While his powers as a batsman may be dimming and he will undergo a scan on his groin after pulling up sharply while batting in the second innings, there is a sense that, after an excellent career touched by sadness, he deserves the success that has eluded him and every Somerset cricketer before him.
And if you needed one moment to sum up Trescothick's commitment, his desire, his selflessness and his humility, it is the sight of him, over after over, perched under the helmet at short leg. "Someone has to do it," he says matter of factly. Not many 38-year-old captains would take such a view.
For Sussex this was a worrying performance. They look over-reliant upon a couple of key individuals - Joyce with the bat and Steve Magoffin with the ball - and, with England calls biting hard, appear to lack depth in their squad.
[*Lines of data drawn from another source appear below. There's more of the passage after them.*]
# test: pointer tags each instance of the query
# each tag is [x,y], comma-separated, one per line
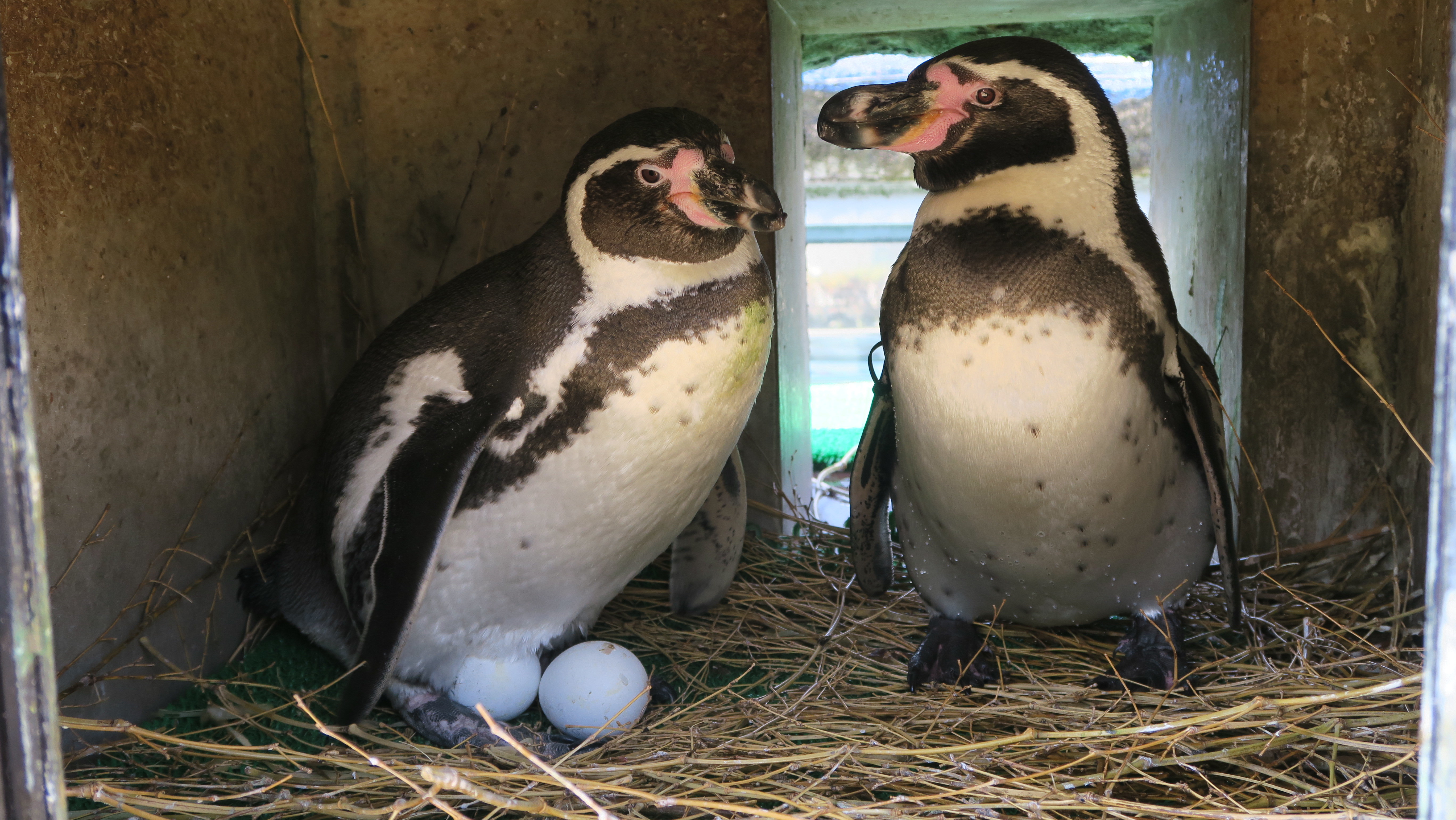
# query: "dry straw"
[793,706]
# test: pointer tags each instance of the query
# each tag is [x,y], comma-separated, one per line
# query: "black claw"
[1152,656]
[953,653]
[662,691]
[448,724]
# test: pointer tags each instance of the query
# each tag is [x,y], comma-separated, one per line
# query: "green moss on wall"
[1131,36]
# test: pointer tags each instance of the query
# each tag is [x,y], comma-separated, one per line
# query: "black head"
[979,108]
[662,184]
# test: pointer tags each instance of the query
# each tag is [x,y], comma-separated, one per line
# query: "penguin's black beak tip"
[749,203]
[762,222]
[871,117]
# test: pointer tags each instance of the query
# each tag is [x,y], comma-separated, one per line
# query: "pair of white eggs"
[593,688]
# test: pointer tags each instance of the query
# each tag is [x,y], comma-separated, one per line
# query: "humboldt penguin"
[513,449]
[1050,436]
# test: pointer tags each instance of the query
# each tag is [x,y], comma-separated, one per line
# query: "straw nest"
[793,706]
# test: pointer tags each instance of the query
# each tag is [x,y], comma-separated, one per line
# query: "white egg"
[595,685]
[506,688]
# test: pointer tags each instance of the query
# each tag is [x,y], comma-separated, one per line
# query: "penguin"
[1048,432]
[519,445]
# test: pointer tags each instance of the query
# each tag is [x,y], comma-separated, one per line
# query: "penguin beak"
[733,197]
[909,117]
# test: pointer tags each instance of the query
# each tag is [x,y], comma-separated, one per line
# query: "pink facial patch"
[947,110]
[684,193]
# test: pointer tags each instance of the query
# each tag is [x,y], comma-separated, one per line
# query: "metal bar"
[1438,761]
[31,784]
[833,234]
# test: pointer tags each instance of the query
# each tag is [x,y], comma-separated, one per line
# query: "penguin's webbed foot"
[956,653]
[1152,656]
[448,724]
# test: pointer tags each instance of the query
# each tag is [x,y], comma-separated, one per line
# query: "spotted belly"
[1037,478]
[545,557]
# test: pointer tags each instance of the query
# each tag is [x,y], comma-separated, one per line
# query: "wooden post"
[31,784]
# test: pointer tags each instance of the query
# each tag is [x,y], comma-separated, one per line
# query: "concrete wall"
[167,244]
[1345,210]
[1200,76]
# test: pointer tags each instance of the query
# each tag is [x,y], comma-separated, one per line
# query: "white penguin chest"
[549,553]
[1037,475]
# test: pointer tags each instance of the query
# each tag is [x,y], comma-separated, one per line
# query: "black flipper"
[421,489]
[953,652]
[705,554]
[1200,394]
[1152,655]
[870,496]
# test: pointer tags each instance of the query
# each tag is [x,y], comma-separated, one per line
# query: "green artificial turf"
[830,446]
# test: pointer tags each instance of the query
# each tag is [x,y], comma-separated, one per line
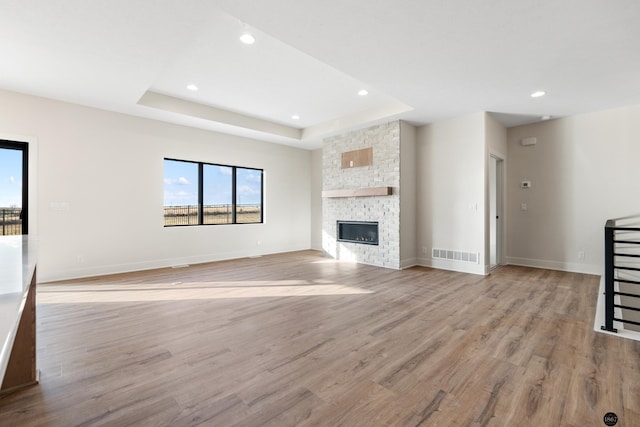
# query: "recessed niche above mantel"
[357,158]
[358,192]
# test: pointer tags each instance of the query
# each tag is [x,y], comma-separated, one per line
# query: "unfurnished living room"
[295,213]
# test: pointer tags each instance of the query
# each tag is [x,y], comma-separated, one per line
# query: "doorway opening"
[496,214]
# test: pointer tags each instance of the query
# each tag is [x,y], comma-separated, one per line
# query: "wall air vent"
[462,256]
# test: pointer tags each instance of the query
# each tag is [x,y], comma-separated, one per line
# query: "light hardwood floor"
[298,339]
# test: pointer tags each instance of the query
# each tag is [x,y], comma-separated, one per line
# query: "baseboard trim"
[556,265]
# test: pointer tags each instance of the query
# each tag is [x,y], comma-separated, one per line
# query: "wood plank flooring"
[301,340]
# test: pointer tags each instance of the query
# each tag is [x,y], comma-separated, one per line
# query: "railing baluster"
[608,278]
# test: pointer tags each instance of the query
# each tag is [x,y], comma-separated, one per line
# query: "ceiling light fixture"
[247,38]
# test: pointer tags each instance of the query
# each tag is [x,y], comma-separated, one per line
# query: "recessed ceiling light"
[247,38]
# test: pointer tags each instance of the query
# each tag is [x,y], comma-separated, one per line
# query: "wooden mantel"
[358,192]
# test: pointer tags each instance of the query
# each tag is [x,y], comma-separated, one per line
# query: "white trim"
[555,265]
[460,267]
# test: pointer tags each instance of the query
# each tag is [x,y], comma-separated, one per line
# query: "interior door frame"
[498,222]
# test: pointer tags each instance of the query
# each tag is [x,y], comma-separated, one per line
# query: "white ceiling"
[420,60]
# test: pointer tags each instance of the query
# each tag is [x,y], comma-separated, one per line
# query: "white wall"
[408,195]
[100,190]
[451,190]
[316,199]
[583,170]
[496,142]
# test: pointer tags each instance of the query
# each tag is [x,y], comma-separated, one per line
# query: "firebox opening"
[363,232]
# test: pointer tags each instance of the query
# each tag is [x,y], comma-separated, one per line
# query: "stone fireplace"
[360,232]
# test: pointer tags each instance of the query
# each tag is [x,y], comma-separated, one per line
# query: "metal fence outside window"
[213,214]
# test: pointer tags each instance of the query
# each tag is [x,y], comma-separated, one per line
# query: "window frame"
[24,147]
[234,204]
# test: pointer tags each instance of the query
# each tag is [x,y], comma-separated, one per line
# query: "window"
[14,161]
[198,193]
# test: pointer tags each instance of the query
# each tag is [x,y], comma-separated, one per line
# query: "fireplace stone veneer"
[384,171]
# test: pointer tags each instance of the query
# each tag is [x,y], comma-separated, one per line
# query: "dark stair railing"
[622,267]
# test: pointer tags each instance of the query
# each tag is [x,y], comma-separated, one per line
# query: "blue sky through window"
[248,186]
[217,185]
[10,178]
[181,184]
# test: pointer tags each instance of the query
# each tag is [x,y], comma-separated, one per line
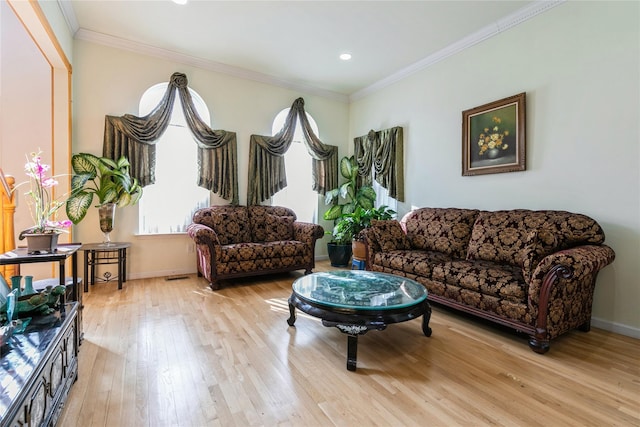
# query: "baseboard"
[618,328]
[162,273]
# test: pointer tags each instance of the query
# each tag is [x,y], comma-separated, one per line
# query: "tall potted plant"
[352,209]
[344,200]
[106,179]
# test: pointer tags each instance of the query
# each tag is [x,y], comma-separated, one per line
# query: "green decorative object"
[30,303]
[15,284]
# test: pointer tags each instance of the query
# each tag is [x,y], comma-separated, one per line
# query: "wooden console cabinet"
[38,368]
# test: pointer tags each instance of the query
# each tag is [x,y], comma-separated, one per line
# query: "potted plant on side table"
[106,179]
[42,237]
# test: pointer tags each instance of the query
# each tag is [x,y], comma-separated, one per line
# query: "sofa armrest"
[562,285]
[307,232]
[372,246]
[202,235]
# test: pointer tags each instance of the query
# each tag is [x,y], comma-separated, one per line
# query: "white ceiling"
[297,43]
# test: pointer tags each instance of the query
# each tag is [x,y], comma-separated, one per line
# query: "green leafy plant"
[351,224]
[102,177]
[349,192]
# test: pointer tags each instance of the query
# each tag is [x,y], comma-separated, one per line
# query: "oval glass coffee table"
[356,301]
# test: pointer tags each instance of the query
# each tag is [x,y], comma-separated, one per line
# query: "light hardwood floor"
[175,353]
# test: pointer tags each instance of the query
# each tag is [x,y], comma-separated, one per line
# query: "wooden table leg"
[352,352]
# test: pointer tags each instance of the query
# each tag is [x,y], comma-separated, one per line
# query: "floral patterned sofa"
[534,271]
[236,241]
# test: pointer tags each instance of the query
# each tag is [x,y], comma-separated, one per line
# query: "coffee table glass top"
[358,289]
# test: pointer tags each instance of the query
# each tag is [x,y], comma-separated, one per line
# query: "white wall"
[579,65]
[110,81]
[25,115]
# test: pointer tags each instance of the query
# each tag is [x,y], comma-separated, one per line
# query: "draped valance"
[382,152]
[135,137]
[267,173]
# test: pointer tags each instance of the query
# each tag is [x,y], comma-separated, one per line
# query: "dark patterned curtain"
[267,173]
[383,152]
[135,137]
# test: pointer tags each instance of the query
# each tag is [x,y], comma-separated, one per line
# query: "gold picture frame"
[493,137]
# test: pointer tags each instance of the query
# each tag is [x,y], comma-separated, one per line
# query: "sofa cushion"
[412,261]
[444,230]
[231,223]
[390,235]
[258,217]
[278,228]
[485,277]
[502,236]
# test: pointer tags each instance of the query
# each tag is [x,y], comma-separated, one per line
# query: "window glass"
[298,195]
[168,205]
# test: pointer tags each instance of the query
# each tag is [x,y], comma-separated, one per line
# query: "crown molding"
[123,44]
[69,15]
[518,17]
[489,31]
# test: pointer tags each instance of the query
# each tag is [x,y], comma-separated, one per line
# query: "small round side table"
[103,253]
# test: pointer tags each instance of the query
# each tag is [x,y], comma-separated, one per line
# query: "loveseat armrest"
[202,235]
[561,289]
[307,232]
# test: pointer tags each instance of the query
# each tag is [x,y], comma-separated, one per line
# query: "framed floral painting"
[493,137]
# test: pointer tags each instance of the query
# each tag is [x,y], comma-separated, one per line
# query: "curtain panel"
[135,137]
[267,174]
[382,152]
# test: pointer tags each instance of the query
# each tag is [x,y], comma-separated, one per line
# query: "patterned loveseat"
[236,241]
[534,271]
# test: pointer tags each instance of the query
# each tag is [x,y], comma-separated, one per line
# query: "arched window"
[168,205]
[298,194]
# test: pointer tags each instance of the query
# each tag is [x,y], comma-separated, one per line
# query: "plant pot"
[42,243]
[107,214]
[359,250]
[339,254]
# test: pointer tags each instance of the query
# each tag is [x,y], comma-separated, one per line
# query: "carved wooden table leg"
[426,317]
[292,314]
[352,352]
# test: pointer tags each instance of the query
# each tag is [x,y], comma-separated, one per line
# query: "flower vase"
[41,243]
[28,286]
[15,285]
[494,153]
[107,214]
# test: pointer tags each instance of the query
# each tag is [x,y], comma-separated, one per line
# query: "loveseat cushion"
[266,250]
[230,223]
[278,228]
[445,230]
[485,277]
[503,236]
[390,235]
[262,220]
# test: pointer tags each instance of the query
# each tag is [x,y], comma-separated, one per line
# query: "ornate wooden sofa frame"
[236,241]
[533,271]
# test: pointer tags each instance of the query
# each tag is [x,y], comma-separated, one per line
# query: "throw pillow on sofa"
[390,235]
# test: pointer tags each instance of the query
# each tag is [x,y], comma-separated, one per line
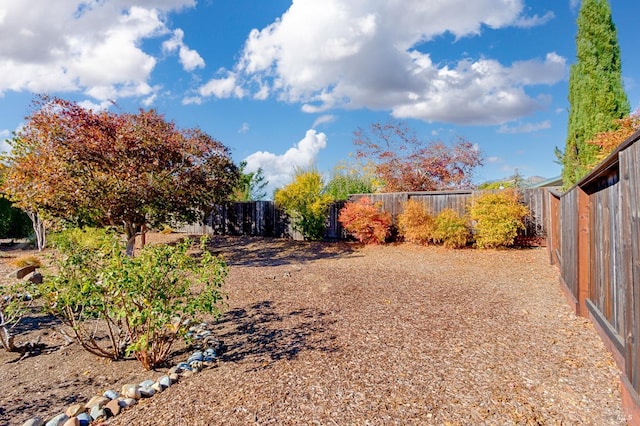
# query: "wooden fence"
[262,218]
[594,238]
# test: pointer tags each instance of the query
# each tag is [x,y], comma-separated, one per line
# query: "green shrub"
[118,305]
[364,221]
[450,229]
[415,223]
[498,216]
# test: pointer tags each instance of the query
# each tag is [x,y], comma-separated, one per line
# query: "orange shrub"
[415,223]
[364,220]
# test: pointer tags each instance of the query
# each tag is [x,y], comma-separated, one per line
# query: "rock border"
[112,403]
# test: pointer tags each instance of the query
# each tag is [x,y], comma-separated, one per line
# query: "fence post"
[584,267]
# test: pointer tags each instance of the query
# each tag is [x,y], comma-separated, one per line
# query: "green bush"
[415,223]
[118,305]
[364,220]
[498,216]
[450,229]
[14,223]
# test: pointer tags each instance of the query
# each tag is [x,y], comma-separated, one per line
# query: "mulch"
[336,334]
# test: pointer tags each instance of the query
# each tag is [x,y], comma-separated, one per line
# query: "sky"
[284,84]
Such is the absence of a quality spin bowler - though Will Beer bowled better in the second innings - that Ashar Zaidi looks set to be recalled.
To rub salt in the wound, Sussex also learned that they will be without Michael Yardy for another six to eight weeks after it emerged that he is to undergo surgery on his bicep injury. With Matt Prior and Chris Jordan also likely to be absent for long periods on England duty, it leaves Sussex scouring the loan market for possible reinforcements.